- Swipe price fails to identify a rising wedge conclusively.
- SXP is connecting the cryptocurrency and fiat worlds.
- Three-day Relative Strength Index (RSI) flashing a bearish momentum divergence.
Swipe price has been wedging higher since mid-February until the April 10 breakout into all-time highs. The bearish reversal on April 10 combined with another bearish reversal today should caution traders that the upside will be limited in the short-term, and the potential for a deeper correction is now present.
Swipe price first needs a deeper correction
It is correct to point out that it can take various attempts to overtake a previous all-time high, but when the crack is on waning momentum, as is the case with SXP, the odds of success get ratcheted down. The Swipe RSI has been in a downtrend since the high in early February. Momentum is not on the side of a sustainable rally beyond 2020 high.
SXP may oscillate around the 2020 high at $5.14 for a few more days, but the working thesis forecasts a correction to at least the rising trendline from the February low at $3.38, a decline of nearly 30% from the current price. Not far below is the 50% retracement of the rally beginning in December 2020 at $3.07.

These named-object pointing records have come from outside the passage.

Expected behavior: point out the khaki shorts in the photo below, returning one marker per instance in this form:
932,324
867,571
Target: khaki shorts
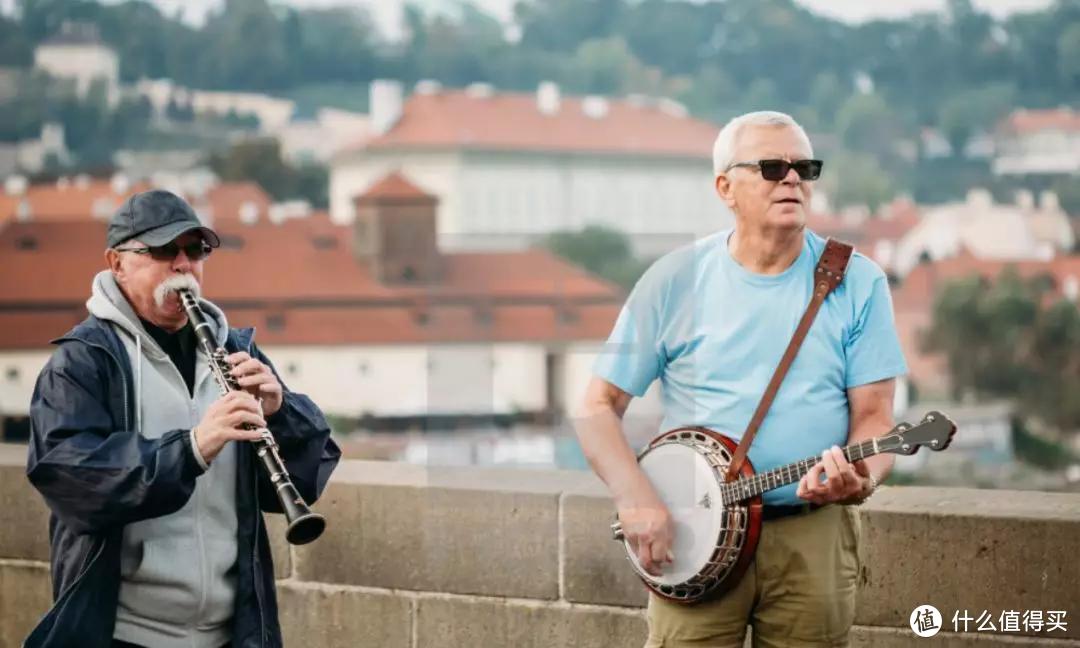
799,591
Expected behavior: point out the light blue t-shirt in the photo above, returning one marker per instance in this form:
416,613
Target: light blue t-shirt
713,333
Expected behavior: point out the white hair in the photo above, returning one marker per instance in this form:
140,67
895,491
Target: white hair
172,284
724,148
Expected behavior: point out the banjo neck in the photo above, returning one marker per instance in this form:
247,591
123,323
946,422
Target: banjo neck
747,487
934,431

A deeper correction should find support at the near convergence of the late March low at $2.54 and the 61.8% retracement level at $2.48.
SXP/USD 3-day chart
Of course, if some speculators did add to positions on the breakout, they need to be mindful that the drift could continue longer and may even test the 138.2% extension at $6.90 before finally reaching exhaustion. The key is to give a little space to SXP to prove itself.